At #SQLbits, Jamie Thomson (Blog – Twitter) demoed the following SSIS add-ins:
- Kimball SDC
- Trace File Source
- File Watcher
- Dynamic Data Flow
- Rank Transform
Jamie find this useful when parsing error output from other SSIS steps, which often have several result sets with different columns. XMLify dumps all of the data into a single XML file for easier error storage.
It’s currently only available for SQL 2005 on Codeplex, but Jamie’s updated it for 2008. He expects to upload it to Codeplex shortly.
SSIS includes a Slowly Changing Dimensions wizard, but Jamie says it has extremely poor performance due to the amount of lookups it does, plus you can’t modify your work. You have to reuse the wizard. One workaround is the KimballSCD tool on Codeplex, which handles Type 1 and Type 2 dimensions. These dimensions track the history of our data – for example, as our customers change from Single to Married to Divorced, we may want to capture those changes so we can view their status over time.

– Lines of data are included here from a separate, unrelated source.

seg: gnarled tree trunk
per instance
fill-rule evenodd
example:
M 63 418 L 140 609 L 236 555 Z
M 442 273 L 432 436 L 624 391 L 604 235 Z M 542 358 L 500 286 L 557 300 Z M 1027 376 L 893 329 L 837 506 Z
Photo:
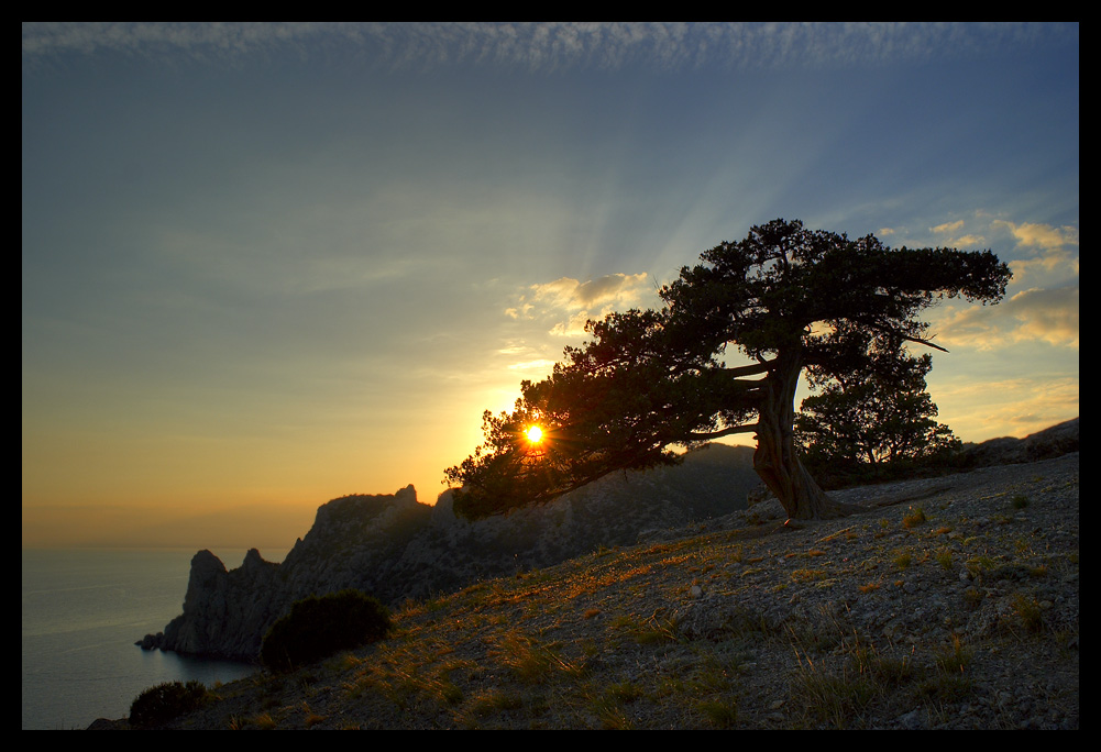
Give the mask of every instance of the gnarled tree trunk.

The KimballSCD component takes your incoming stream of data and dumps out separate streams with new records, changed records, deleted records, invalid input, and so forth. It has a staggering array of configuration choices on how to handle errors.
Built by Andy Leonard and Jessica Moss, this SSIS component can fetch and retrieve tweets. Of course, when he went to demo Twitter.com, the page took forever to load. Ah, the curse of using Twitter and WiFi networks for demos!
He demoed how to send tweets, then how to receive them and pipe the results through the Term Extraction task. It’s basically data mining for text – it finds the most popular phrases in the stream of tweets. Jamie asked if attendees found it interesting, and they definitely did. A couple of attendees wanted to know when Twitter search integration would be included. Doh!
This component takes a flat source like a list of orders that includes both header and detail info in the same row, and then normalizes it. You have to pass in the data in the right sort number, because it uses those sorts to determine duplicates. You pick which fields determine a header versus a detail record using checkboxes.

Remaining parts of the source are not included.